McCarthy’s real sin seems to be that he previously called out MPAC as a front, or at least fellow-traveller, of the Muslim Brotherhood in America. It cannot be denied that MPAC’s founders included Brotherhood activists, some with direct links to Hassan al-Banna, the Egyptian schoolteacher who established the Ikhwan (as they are known worldwide) in 1928. Exactly what MPAC’s relationship is with the Brotherhood is less than clear, presumably by design, yet it is not a “hate crime” to note that the Ikhwan are a conspiratorial organization with a far-reaching political agenda which cannot be considered compatible with post-modern Western concepts of secular democratic governance.

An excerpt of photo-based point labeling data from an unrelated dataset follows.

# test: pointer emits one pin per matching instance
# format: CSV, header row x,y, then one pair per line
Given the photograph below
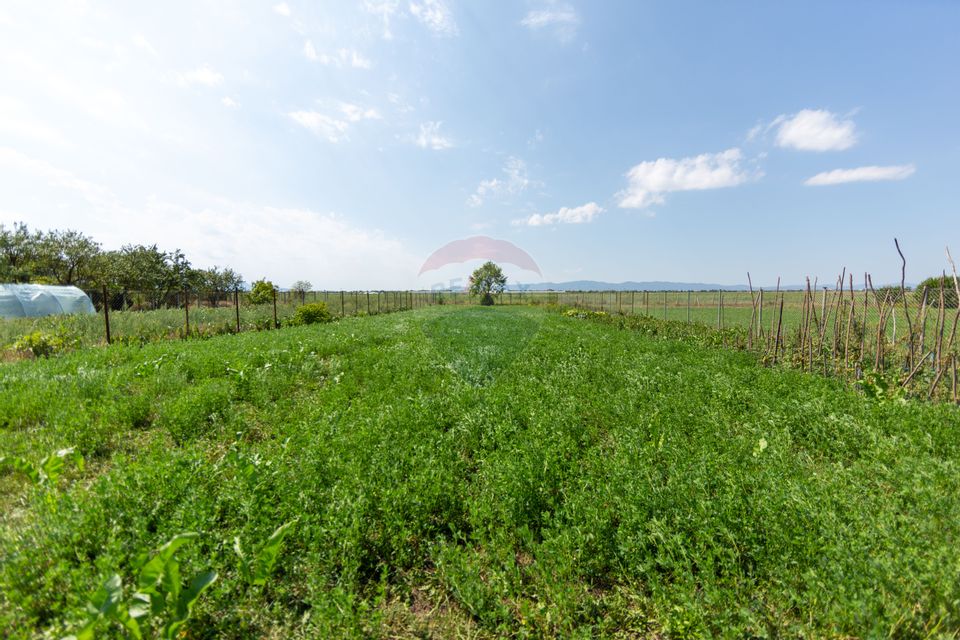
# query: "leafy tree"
x,y
66,257
487,281
146,270
18,252
261,292
933,286
216,281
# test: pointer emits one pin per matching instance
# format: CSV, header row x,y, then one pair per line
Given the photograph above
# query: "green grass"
x,y
458,471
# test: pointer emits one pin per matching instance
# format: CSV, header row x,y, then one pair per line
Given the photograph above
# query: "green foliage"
x,y
159,606
40,344
256,569
933,287
481,472
311,313
261,292
486,281
48,470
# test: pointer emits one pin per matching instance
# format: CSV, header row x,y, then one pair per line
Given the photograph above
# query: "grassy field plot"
x,y
479,472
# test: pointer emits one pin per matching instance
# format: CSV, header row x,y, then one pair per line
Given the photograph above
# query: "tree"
x,y
261,292
300,287
18,252
66,257
487,281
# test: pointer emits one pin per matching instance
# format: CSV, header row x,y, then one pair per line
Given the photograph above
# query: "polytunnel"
x,y
33,300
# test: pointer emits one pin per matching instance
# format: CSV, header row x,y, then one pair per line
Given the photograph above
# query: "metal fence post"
x,y
276,325
236,306
186,313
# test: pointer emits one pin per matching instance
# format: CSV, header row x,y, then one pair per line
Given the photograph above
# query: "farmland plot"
x,y
484,472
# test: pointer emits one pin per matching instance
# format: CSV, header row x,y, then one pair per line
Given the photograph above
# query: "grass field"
x,y
477,472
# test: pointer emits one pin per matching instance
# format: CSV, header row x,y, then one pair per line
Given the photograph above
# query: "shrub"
x,y
261,292
40,344
311,314
933,287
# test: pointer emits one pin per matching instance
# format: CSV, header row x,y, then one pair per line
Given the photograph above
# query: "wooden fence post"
x,y
106,312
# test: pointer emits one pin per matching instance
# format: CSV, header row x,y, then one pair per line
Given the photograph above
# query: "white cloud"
x,y
342,57
281,243
566,215
333,128
141,42
203,76
563,20
430,137
516,182
435,16
17,119
814,130
356,113
861,174
650,181
385,9
322,125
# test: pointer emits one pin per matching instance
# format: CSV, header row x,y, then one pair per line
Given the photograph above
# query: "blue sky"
x,y
342,142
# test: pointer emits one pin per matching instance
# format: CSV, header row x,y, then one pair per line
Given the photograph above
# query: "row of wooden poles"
x,y
401,300
834,338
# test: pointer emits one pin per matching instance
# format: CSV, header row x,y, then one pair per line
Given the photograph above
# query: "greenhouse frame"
x,y
35,300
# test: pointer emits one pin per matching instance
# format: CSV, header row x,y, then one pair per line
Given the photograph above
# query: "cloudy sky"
x,y
342,142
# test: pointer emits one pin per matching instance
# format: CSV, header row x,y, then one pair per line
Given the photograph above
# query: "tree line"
x,y
72,258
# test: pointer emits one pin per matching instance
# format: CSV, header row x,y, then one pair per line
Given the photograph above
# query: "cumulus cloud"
x,y
332,127
386,9
562,20
283,244
340,58
431,138
203,76
650,181
565,215
436,16
814,130
861,174
516,182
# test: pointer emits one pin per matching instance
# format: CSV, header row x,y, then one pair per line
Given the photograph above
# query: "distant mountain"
x,y
595,285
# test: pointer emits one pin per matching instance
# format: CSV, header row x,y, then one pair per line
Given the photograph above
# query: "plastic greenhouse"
x,y
33,300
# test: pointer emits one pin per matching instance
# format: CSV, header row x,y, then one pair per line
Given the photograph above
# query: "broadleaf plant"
x,y
257,569
159,602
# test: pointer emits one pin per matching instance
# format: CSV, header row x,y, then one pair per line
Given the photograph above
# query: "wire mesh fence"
x,y
841,331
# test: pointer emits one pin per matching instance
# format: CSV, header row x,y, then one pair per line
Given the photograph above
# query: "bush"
x,y
40,344
933,286
261,292
311,314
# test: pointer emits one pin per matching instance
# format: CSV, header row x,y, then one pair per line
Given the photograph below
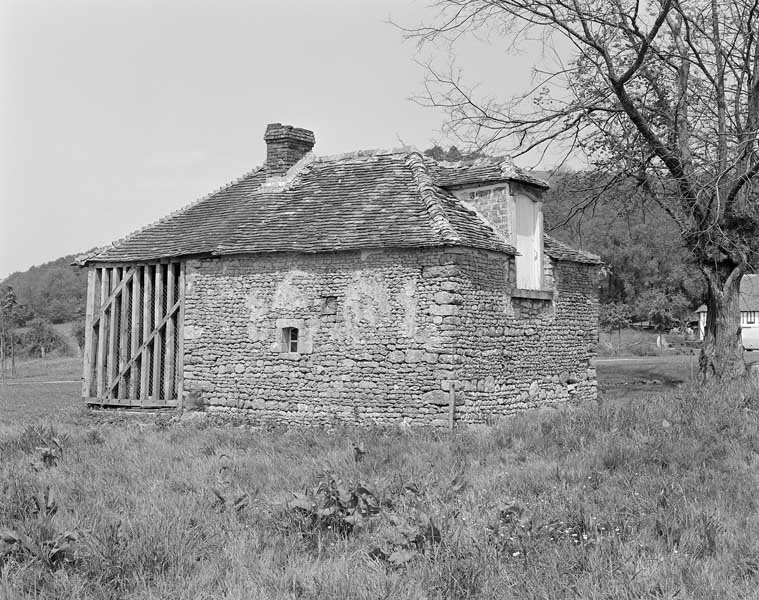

MPAC and related organizations in America and beyond work hard to stigmatize and marginalize those who point out that Islamists have a political agenda which most Westerners would find unacceptable if they knew its details. This study is a clever piece of propaganda which aims at further limiting debate on the political role of Islam in the West. It is unfortunate that parts of the MPAC study are accurate, and it is even more unfortunate that small-minded people in the United States, often in the furtherance of their own ethnic agenda or merely for personal profit, give the Islamists powerful ammunition.